"Life is short. It's better to have a dog Author: Bruce bat Sun "
1, Summary
1. What are characters
letters, numbers and symbols (including operation symbols, punctuation symbols and other symbols) are called characters in the computer. It should be noted that the Character is an information unit, and the byte is the basic unit of data structure storage in the computer. When characters are stored, they will be converted into one or more bytes for storage according to the Character encoding set used by the program.
2. Usage scenario
from the above concept, it is not difficult to see that characters are mainly introduced to deal with text data. Due to the variety of languages in the world, in order to enable computers to store and process different languages, the symbols in these languages are mapped similar to natural number sequences through coding sets. Through such mapping processing, the characters of different languages will be represented as different binary numbers, and one or more bytes need to be used for storage, which leads to the problem of garbled code in the byte stream processing of text data mentioned in the previous article. Let's take a look at the problems of byte stream processing through Chinese characters.
Chinese character garbled problem
the code logic in the above figure is to read the data one by one through the byte stream, and then convert it into characters and print it to the console. The specific results are as follows:
from the above results, it can be seen that there will be garbled code when reading Chinese characters in this way. This is mainly because during character conversion, Chinese characters use multiple bytes for storage (when using UTF-8 coding, Chinese characters need to use 3 bytes for storage, while when using Unicode, Chinese characters need to use 2 bytes for storage). When using a single byte for reading, the text data itself is damaged, As a result, the final read data is mapped to the character set to obtain characters that are inconsistent with the expected target, which leads to the problem of garbled code shown in the above picture.
to avoid this problem, we need to use character stream for processing when reading text data.

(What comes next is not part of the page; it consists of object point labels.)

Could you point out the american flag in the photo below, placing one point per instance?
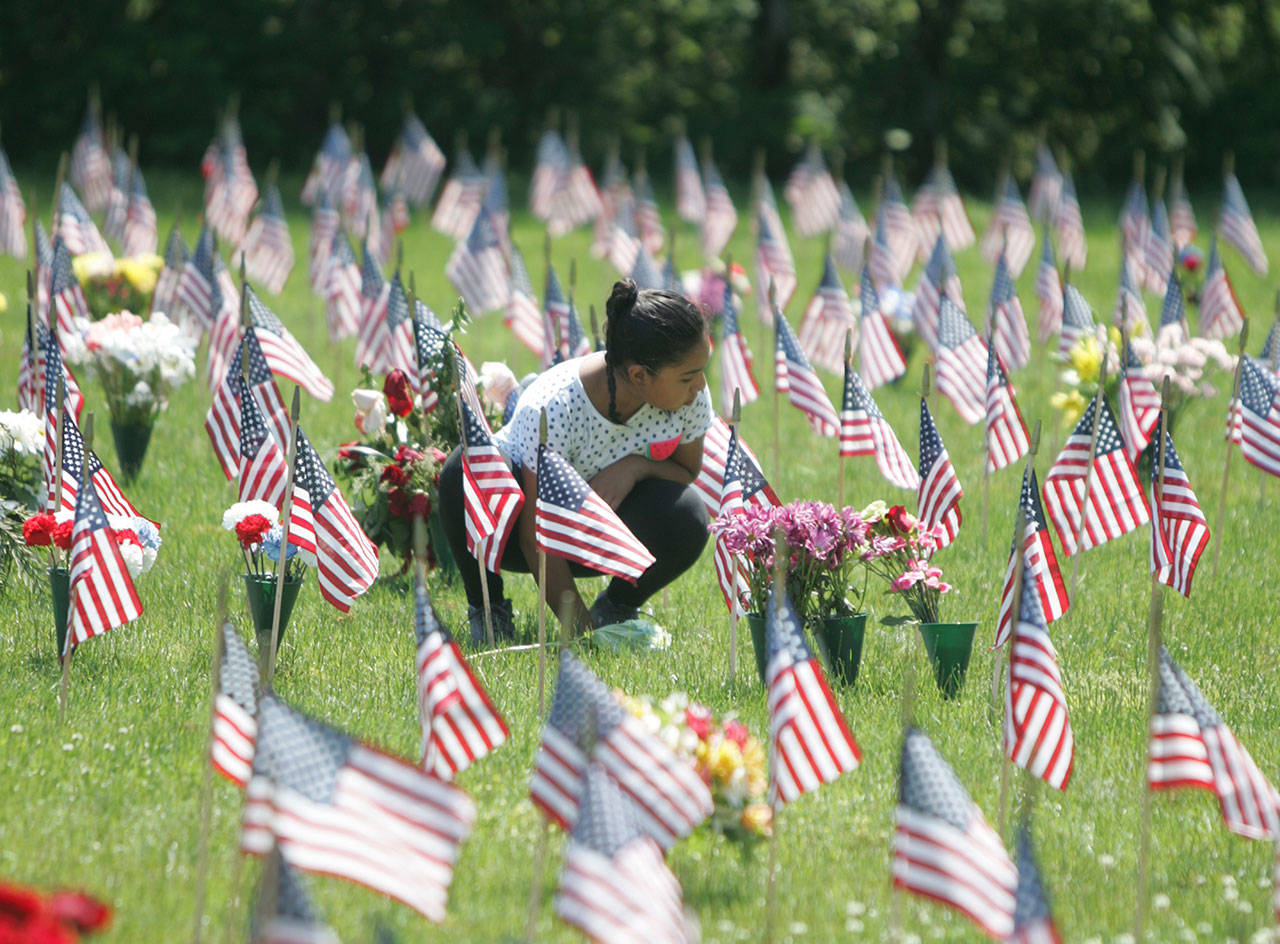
(938, 496)
(1116, 504)
(1183, 532)
(615, 885)
(65, 294)
(283, 353)
(720, 219)
(1220, 314)
(234, 709)
(268, 247)
(1192, 746)
(101, 590)
(334, 806)
(1235, 221)
(522, 315)
(1040, 563)
(942, 846)
(961, 362)
(1160, 250)
(1006, 324)
(882, 360)
(1047, 184)
(741, 485)
(284, 913)
(328, 165)
(460, 723)
(347, 560)
(938, 276)
(586, 723)
(574, 522)
(812, 193)
(827, 320)
(796, 377)
(1048, 291)
(1069, 224)
(735, 358)
(263, 471)
(865, 431)
(1038, 736)
(493, 496)
(851, 232)
(415, 164)
(940, 211)
(1033, 921)
(1077, 320)
(342, 291)
(1010, 229)
(1006, 432)
(1139, 404)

2, Input / output character stream and use
in the Java IO class library, all character streams are subclasses of Reader/Writer, and the class name of both input and output streams will end with Reader/Writer. This is a default specification, and developers need to abide by this specification when implementing self-defined subclasses. Next, we will explain it respectively according to the two parts of input stream and output stream.
1. Input stream
1.1 Reader class analysis
as in the previous article, before using the input character stream, let's take a look at the "father of the input character stream" Reader. There are four ways to read data in Reader. Here we mainly understand the following three common methods to read data:
- int read(): this method reads the data of one character from the target data source. The returned content here is the character data stored in bytes (multiple bytes according to different coding sets). When reading to the end of the stream or I/O exception occurs, the return value is - 1. In order to realize continuous reading of character array, most of its implementation classes will use a pointer object to identify the position of the current read data;
- int read(char cbuf []): this method reads all character array data from the specified character array at one time;
- int read(char cbuf[], int off, int len): this method is used to read the data within the specified range of the character array. It is also the method actually used by the above two methods when reading (the above two methods may not be used in some subclass implementations). It should be noted that this method is an abstract method and needs to be implemented by subclasses.
here we use the first method to summarize the programming paradigm of Reader class:
// Create a character input stream, where XXXReader is a subclass of Reader and data is the data to be read. Try with resources is used here to avoid the closed flow displayed try (Reader reader = new XXXReader(data)) { // Reads the first character in the character input stream into the buffer int read = reader.read(); // If the value returned by read is less than 0, it indicates that the reading is completed while (read != -1) { // Process the read data System.out.print((char) read); // Continue reading the next character read = reader.read(); } } catch (Exception e) { e.printStackTrace(); }
in addition to the above reading method, you will find something that does not appear in the InputStream - lock object in reading the Reader source code.
combined with the implementation of the subclass of the above reading method, I believe you should be able to understand why there is a lock object here, because when multiple threads use a Reader object for data at the same time, the internal pointer used to identify the reading position will have concurrency problems during pos + + operation, that is, repeated reading problems will occur. So smart students may ask, wouldn't InptStream have the same question? Of course, there will be, but the read() method is modified with the synchronized keyword in inputskeleton.
a new problem is coming. Why not use the same method for processing in the Reader, but introduce a lock member variable? The official document gives the following explanation:
The object used to synchronize operations on this stream. For efficiency, a character-stream object may use an object other than itself to protect critical sections. A subclass should therefore use the object in this field rather than this or a synchronized method.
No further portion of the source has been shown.